Mengambil kuas di atas meja, dia menulis dengan coretan di buku tamu.
White Horse Temple Yoo Unryong.
Menatap buku tamu, Yoo Unryong menggertakkan giginya lagi.
“Tidak, aku tidak bisa membiarkan pria itu lolos.” (Yoo Unryong) Dengan langkah cepat, dia memasuki benteng.
Menonton adegan itu, Jang Sam buru-buru membantu Mo Kwang berdiri.
“Iblis itu adalah Demonic Warrior dari White Horse Temple.” (Jang Sam) Menyeka keringat dari alisnya dan menghela napas lega, Jang Sam berkata “Kita beruntung.”
“Itu bukan keberuntungan.” (Mo Kwang) Tetapi Mo Kwang dengan tatapan linglung menatap sosok Bu Eunseol yang mundur.
“Dia menyelamatkanku.”
“Apa yang baru saja kau katakan?” (Jang Sam)
“Tidak… tidak ada.” (Mo Kwang) Menggelengkan kepalanya, Mo Kwang dengan khidmat mengatupkan tangannya ke arah tempat Bu Eunseol pergi.
Memasuki benteng, Bu Eunseol mengamati aula besar yang tersebar seperti hutan. Suasana Majeon yang tenang namun khidmat membangkitkan rasa keagungan dan intimidasi.
“Tuan Muda Bu.” (Shim Wol) Seorang pemuda berbaju putih mendekat mengatupkan tangannya seolah-olah dia telah menunggu.
“Sudah lama.” (Shim Wol) Penampilan pemuda itu halus dan bersih dengan mata panjang yang dalam.
Itu adalah Shim Wol, murid Manbak Hall yang telah memandu Bu Eunseol selama Ujian Lima Gerakan di benteng sebelumnya.
“Apa kau ingat aku?” (Shim Wol)
“Tentu saja. Sudah lama.” (Bu Eunseol) Bu Eunseol mengatupkan tangannya sebagai balasan dan Shim Wol tersenyum cerah.
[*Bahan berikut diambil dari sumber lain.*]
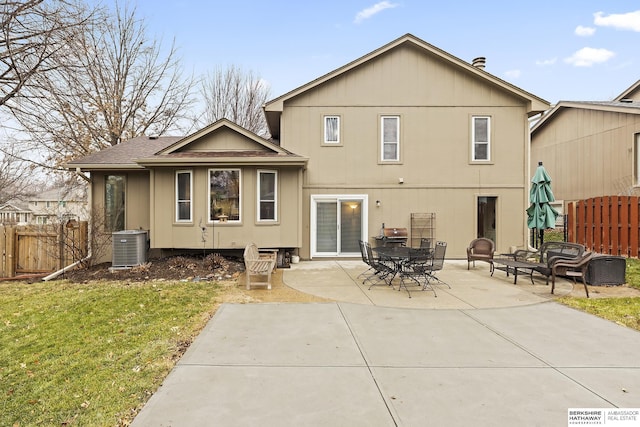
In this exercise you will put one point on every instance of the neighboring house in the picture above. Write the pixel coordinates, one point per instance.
(58, 205)
(48, 207)
(407, 128)
(591, 148)
(14, 213)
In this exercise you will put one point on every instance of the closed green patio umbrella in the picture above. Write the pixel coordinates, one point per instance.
(540, 214)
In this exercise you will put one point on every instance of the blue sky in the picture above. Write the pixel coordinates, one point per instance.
(558, 50)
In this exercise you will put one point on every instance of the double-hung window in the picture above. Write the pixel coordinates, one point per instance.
(332, 129)
(184, 196)
(267, 195)
(224, 195)
(390, 138)
(481, 138)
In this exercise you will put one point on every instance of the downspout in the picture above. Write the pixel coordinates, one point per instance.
(75, 264)
(65, 269)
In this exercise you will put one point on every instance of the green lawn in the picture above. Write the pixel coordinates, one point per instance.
(624, 311)
(92, 354)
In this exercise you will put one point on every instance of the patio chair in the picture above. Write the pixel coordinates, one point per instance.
(258, 266)
(382, 270)
(480, 249)
(425, 243)
(573, 268)
(365, 258)
(437, 263)
(414, 269)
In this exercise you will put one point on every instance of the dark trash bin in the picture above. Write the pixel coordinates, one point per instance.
(606, 270)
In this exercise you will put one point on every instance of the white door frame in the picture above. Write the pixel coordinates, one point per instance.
(315, 198)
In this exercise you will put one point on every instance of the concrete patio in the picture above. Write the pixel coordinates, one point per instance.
(484, 353)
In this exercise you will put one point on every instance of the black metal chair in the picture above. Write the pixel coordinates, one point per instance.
(414, 269)
(381, 270)
(573, 268)
(369, 271)
(425, 243)
(437, 263)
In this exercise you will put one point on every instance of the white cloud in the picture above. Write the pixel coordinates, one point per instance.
(584, 31)
(545, 62)
(619, 21)
(512, 74)
(587, 56)
(370, 11)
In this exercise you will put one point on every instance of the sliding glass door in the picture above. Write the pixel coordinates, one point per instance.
(337, 224)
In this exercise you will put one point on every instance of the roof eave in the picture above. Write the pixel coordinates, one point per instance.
(245, 161)
(101, 166)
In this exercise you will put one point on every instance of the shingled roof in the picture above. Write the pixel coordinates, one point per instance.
(143, 152)
(123, 155)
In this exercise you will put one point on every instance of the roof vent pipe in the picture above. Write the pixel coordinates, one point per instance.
(479, 62)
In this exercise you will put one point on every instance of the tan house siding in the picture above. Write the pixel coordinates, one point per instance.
(588, 153)
(435, 103)
(327, 190)
(285, 232)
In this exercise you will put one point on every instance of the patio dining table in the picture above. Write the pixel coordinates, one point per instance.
(399, 255)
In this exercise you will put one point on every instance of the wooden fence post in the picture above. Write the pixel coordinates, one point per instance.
(10, 250)
(634, 226)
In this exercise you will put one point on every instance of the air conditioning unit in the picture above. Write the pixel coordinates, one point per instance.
(129, 248)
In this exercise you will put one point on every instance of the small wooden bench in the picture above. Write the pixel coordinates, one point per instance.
(259, 266)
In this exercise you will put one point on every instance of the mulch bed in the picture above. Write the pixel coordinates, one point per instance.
(213, 267)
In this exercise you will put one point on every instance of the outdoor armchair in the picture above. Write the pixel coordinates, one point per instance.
(549, 253)
(573, 268)
(480, 249)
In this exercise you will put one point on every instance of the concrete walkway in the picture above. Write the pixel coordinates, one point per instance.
(489, 353)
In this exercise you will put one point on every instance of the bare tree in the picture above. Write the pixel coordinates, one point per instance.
(16, 180)
(32, 33)
(238, 96)
(115, 84)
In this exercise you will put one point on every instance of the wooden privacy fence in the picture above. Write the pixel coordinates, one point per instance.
(41, 249)
(607, 225)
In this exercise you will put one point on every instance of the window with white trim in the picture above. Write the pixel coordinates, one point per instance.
(332, 129)
(114, 199)
(224, 195)
(267, 195)
(184, 196)
(390, 138)
(480, 138)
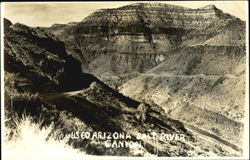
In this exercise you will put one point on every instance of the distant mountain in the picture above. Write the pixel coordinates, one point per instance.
(41, 79)
(183, 69)
(137, 37)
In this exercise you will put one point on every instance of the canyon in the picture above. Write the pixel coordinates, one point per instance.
(186, 66)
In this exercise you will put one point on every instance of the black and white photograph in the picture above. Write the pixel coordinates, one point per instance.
(124, 79)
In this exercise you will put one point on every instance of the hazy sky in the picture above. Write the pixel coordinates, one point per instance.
(46, 14)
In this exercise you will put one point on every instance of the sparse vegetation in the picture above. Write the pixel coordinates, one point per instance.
(27, 139)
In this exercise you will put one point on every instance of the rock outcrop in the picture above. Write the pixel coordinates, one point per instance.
(138, 37)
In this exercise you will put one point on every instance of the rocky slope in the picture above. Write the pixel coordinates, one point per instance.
(44, 81)
(185, 64)
(138, 37)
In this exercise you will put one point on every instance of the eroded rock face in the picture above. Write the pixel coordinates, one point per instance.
(41, 78)
(138, 37)
(49, 66)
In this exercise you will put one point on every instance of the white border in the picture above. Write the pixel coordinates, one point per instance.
(246, 124)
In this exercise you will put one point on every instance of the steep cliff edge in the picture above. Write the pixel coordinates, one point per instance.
(138, 37)
(41, 79)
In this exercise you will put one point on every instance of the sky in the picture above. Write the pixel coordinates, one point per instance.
(47, 13)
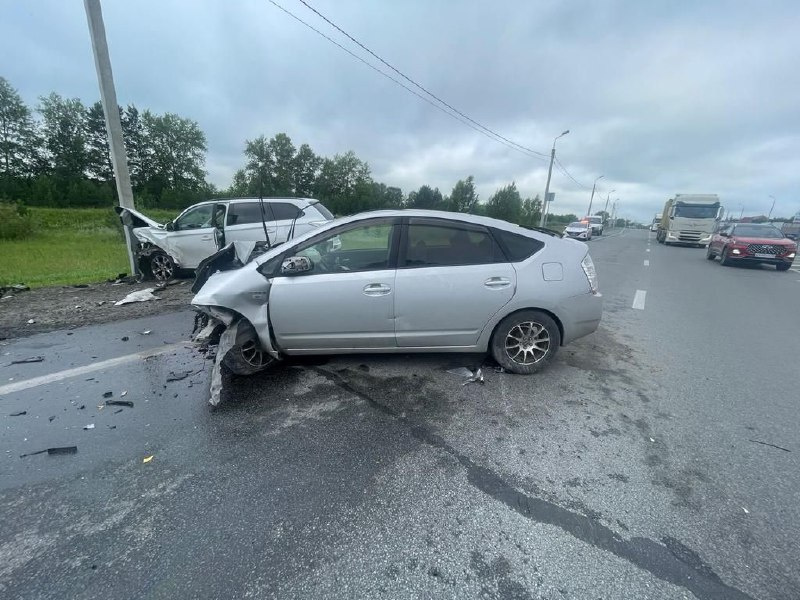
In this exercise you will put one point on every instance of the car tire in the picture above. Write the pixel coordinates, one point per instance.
(536, 330)
(247, 357)
(723, 259)
(161, 266)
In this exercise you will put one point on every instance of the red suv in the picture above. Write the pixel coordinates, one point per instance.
(752, 243)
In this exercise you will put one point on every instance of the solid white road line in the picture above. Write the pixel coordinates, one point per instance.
(18, 386)
(638, 299)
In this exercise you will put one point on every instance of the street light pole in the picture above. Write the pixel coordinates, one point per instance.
(543, 218)
(108, 96)
(605, 210)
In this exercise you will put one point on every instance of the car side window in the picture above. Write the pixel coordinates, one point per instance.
(284, 211)
(243, 213)
(359, 248)
(196, 218)
(436, 245)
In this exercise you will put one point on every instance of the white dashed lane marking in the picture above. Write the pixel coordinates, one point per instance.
(638, 299)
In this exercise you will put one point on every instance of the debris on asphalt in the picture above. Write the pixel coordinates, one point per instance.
(139, 296)
(25, 361)
(460, 371)
(770, 445)
(173, 376)
(226, 341)
(128, 403)
(56, 450)
(477, 377)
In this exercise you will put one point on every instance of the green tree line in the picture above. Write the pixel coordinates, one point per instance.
(56, 154)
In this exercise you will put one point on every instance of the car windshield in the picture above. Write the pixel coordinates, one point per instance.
(757, 231)
(694, 211)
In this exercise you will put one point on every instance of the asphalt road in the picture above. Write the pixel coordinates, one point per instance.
(636, 466)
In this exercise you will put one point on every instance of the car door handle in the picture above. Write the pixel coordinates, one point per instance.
(377, 289)
(497, 283)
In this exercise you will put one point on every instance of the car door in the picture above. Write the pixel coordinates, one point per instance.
(245, 224)
(192, 237)
(346, 301)
(451, 279)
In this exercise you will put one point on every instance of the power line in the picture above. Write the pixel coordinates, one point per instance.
(404, 76)
(458, 116)
(568, 174)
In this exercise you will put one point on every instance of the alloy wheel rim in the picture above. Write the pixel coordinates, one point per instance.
(161, 266)
(527, 343)
(253, 354)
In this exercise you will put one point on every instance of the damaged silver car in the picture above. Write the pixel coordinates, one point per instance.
(401, 281)
(203, 229)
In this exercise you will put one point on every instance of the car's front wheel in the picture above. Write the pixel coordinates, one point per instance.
(247, 357)
(526, 341)
(723, 258)
(161, 266)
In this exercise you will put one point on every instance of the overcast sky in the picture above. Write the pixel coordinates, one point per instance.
(661, 97)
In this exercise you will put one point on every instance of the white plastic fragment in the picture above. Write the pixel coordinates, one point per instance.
(226, 341)
(138, 296)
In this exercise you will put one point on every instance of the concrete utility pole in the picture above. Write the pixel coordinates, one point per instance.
(108, 96)
(545, 203)
(594, 186)
(605, 210)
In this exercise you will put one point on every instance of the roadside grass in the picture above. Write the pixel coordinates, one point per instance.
(68, 246)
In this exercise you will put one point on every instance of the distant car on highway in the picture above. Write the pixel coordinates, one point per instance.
(400, 281)
(739, 243)
(579, 230)
(596, 222)
(203, 229)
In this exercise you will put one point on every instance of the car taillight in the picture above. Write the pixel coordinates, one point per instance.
(591, 274)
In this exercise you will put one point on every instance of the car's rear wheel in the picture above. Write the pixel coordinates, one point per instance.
(161, 266)
(247, 357)
(526, 341)
(723, 259)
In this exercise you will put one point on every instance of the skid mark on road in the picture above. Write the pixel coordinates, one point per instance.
(639, 299)
(667, 560)
(18, 386)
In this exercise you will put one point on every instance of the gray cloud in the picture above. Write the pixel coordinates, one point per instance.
(660, 97)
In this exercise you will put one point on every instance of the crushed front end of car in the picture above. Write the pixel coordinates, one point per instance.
(232, 305)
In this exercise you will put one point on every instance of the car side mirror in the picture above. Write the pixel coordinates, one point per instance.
(296, 264)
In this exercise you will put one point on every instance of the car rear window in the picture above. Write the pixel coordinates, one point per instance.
(517, 247)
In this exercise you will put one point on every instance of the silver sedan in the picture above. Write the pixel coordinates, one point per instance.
(402, 281)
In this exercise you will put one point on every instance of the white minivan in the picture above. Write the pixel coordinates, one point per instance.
(204, 228)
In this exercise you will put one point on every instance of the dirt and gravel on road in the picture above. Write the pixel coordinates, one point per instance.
(27, 312)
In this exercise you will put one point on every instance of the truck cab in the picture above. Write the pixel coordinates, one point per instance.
(689, 219)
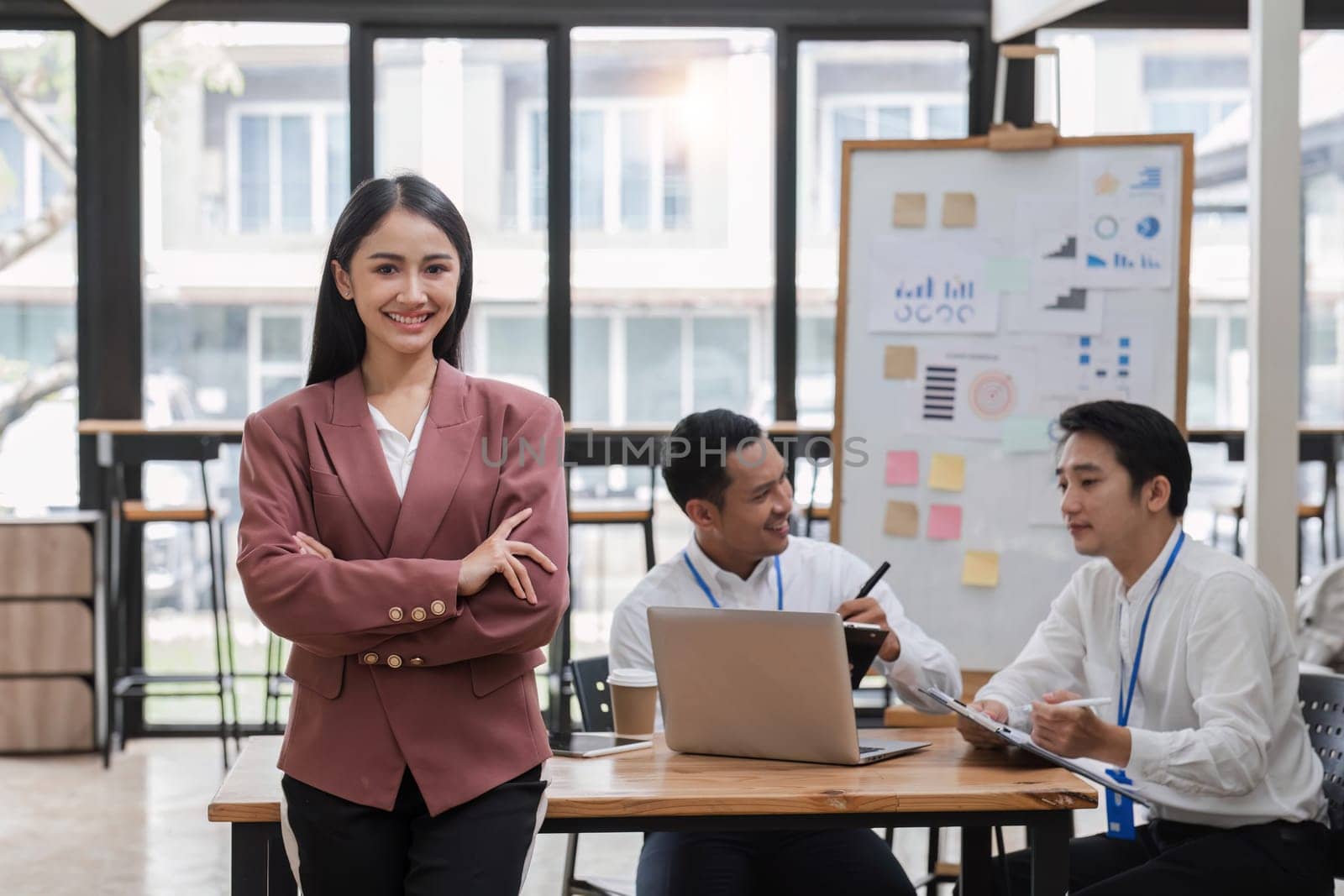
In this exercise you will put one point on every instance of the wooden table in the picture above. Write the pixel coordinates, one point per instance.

“Auramu menjadi lebih halus. Kau pasti membuat kemajuan besar.”
“Bu Eunseol!” (Yoo Unryong) Pada saat itu, teriakan marah bergema saat seorang pria dengan wajah mengancam mendekat dengan cepat.
Itu adalah Yoo Unryong, Demonic Warrior dari White Horse Temple.
“Tahan sebentar.” (Yoo Unryong) Berdiri di depan Bu Eunseol, Yoo Unryong memamerkan giginya dan berkata “Kita punya beberapa skor lama untuk diselesaikan.”
Di Hell Island, dia nyaris mati oleh pedang Bu Eunseol.
Meskipun dia telah melupakannya setelah menjadi Demonic Warrior, insiden baru-baru ini menghidupkan kembali penghinaan dan kemarahannya.
“Hari ini tidak akan berakhir seberuntung di Hell Island.” (Yoo Unryong)
“Beruntung?” (Bu Eunseol)
“Tepat.” (Yoo Unryong) Mencibir, Yoo Unryong memamerkan gigi putihnya dan berkata “Tidak ada kepala instruktur di sini untuk memanjakanmu.”
Whoosh.
Pada saat itu, meskipun tidak ada angin bertiup, rambut panjang Bu Eunseol perlahan naik ke udara. Ratusan ribu bintik cahaya merah berkilauan di sekitar tubuhnya.
“Apa katamu?” (Bu Eunseol) Mata Bu Eunseol yang diresapi dengan Ban-Geuk Radiance membakar seperti bara yang bersinar.